Shuttering the U.S. Agency for International Development saved about $6.5 billion alone, Musk stated, while layoffs at the U.S. Department of Education achieved $502 million in savings. As evidence, DOGE has posted a “wall of receipts” on its website where visitors may view all savings to date; the evidence has also been shown by White House Press Secretary Karoline Leavitt during several press briefings.
President Trump established DOGE on his first day in office to realize savings through the reduction of waste, fraud, and abuse, a legitimate problem in the federal bureaucracy that both Democrats and Republicans agree can be improved. However, the speed and scope of DOGE’s cuts have caused many Democrats to protest what they claim are heavy-handed tactics that will ultimately backfire on the Trump administration as it seeks to carry out basic government functions.
However, without a lever of power in Washington, the opposition party is largely powerless to stop Trump and Musk from running roughshod over agencies which they allege haven’t been audited in years. On Thursday the White House confirmed that 6,000 new agents at the Internal Revenue Service would be laid off, building on GOP efforts to stifle its ability to harass Americans during tax season.
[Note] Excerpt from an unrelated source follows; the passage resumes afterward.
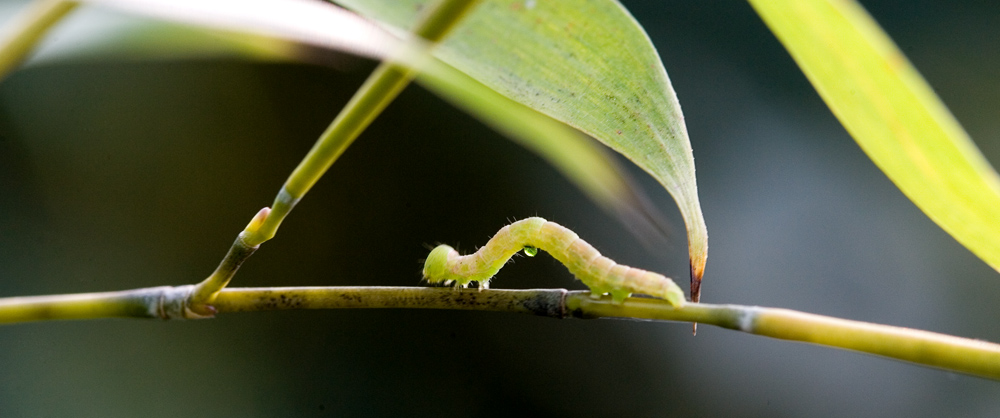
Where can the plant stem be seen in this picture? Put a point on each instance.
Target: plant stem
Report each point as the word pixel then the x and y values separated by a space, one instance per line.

The last round of direct government payments to Americans was under President Trump’s first term when approximately $814 billion in pandemic assistance was doled out in the form of checks. Last week the IRS touted a program to make whole a small subset of Americans who did not receive their $1,400 lifeline nearly five years ago, saying that about one million Americans who did not claim the Recovery Rebate Credit on their 2021 taxes are eligible.